Quais são os domínios de ligação da proteína BRCA1?

• RING (Really Interesting New Gene, no Terminal N);
• BRCT (BRCA1 C Terminal);
• Super hélice (coiled coil);
• Sinais de Localização Nuclear (NLS);

Os domínios RING e BRCT interagem com proteínas essenciais para a manutenção da integridade genômica, auxiliando no reparo de Quebras de Duplas Fitas através da recombinação homóloga, como é o caso da BARD1 e da Abraxas.

O domínio coiled coil, por sua vez, atua interagindo com o Parceiro e Localizador de BRCA2 (PALB2).

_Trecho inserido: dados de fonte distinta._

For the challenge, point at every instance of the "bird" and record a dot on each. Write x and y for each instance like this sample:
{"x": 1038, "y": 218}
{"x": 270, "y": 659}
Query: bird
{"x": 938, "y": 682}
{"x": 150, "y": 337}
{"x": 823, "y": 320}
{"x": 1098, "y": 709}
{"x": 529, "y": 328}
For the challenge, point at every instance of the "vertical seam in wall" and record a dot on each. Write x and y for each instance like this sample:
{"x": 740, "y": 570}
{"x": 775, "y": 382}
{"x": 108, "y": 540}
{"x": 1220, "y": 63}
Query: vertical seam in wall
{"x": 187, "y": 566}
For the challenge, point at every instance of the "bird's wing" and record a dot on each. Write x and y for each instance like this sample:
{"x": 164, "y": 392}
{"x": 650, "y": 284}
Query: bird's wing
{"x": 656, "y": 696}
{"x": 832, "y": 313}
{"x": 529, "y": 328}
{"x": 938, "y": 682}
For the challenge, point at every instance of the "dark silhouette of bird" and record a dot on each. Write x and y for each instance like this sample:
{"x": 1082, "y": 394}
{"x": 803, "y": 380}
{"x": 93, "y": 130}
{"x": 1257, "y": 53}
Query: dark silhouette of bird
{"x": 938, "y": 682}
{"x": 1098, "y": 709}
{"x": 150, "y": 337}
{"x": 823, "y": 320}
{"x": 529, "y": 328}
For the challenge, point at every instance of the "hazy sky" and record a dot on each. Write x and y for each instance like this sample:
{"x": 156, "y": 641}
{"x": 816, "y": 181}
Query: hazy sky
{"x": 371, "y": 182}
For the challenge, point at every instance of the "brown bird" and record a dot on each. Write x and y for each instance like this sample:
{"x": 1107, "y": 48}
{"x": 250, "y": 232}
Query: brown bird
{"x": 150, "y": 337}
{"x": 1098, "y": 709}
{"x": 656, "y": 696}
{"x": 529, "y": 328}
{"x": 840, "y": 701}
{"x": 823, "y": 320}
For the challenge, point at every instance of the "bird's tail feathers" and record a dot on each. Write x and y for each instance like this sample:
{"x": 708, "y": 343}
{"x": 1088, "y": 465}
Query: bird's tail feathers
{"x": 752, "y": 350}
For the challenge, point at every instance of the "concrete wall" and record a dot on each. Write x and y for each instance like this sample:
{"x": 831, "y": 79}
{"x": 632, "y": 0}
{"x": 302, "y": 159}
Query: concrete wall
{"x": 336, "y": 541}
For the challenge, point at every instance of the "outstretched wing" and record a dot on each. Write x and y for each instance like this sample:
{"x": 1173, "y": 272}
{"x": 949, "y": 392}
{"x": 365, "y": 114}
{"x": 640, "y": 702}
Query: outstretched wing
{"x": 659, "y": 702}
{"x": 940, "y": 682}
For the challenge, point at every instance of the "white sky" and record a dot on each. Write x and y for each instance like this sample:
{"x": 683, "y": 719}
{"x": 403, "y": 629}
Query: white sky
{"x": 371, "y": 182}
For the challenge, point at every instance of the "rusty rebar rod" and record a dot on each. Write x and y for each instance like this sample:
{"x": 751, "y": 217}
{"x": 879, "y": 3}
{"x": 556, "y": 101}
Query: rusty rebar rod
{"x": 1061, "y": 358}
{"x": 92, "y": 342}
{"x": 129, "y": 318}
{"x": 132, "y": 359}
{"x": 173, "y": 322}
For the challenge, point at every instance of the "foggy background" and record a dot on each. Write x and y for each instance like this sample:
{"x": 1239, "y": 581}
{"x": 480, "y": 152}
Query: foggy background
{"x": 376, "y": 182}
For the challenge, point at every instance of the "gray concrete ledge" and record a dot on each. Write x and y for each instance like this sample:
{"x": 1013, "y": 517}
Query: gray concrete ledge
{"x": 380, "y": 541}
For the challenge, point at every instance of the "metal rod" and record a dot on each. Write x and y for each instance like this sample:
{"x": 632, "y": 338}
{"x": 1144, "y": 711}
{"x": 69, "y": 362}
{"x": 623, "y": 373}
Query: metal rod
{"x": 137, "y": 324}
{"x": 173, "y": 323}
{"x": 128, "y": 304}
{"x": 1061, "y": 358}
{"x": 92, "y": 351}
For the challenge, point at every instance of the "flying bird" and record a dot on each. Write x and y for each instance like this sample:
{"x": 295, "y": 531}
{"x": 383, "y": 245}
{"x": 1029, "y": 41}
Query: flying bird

Por fim, o NLS atua como um sinalizador, permitindo o direcionamento do transporte  de peptídeos de fora para dentro do núcleo.

proteína BRCA1: um cilindro cinza com marcações dos domínios de ligação.
Imagem 1: representação esquemática da proteína BRCA1 contendo a identificação dos domínios de ligação e de seus ligantes. Os círculos com “P” representam sítios de fosforilação dependentes de CHK2 e ATM.

Gene BRCA2

O gene BRCA2 encontra-se no braço q do cromossomo 13 (13q12.3). Assim como o BRCA1, este gene atua na supressão tumoral, reparando quebras de dupla fita e ligações cruzadas entre cadeias de DNA e, consequentemente, mantendo a estabilidade e a integridade genômica.

A proteína BRCA2 possui 3418 aminoácidos, codificados em 27 éxons.

Quais são os domínios de ligação da proteína BRCA2

• PALB2
• RAD51;
• DNA;
• Sinais de Localização Nuclear (NLS)

De maneira específica, a proteína codificada pelo gene BRCA2 atua regulando a montagem da recombinase RAD51, uma enzima também envolvida com a invasão e procura de DNAs homólogos. Adicionalmente, sabe-se que o BRCA2 também atua mediando a resistência celular contra agentes mutagênicos, como é o caso da radiação UV.

Representação esquemática de uma proteína BRCA 1: um cilindro cinza com marcações dos domínios de ligação.
Imagem 2: representação esquemática da proteína BRCA2 contendo a identificação dos domínios de ligação e de seus ligantes. O círculo com “P” representa um sítio de fosforilação dependentes de ATM.

Variantes patogênicas nos genes BRCA1 e BRCA2

Segundo o banco de dados BRCA Exchange, mais de 65.000 variantes já foram identificadas nos genes BRCA1 e BRCA2. As alterações sofridas por estes genes incluem inserções, deleções, SNVs e outras, que ocorrem tanto em regiões codificantes como em regiões não codificantes.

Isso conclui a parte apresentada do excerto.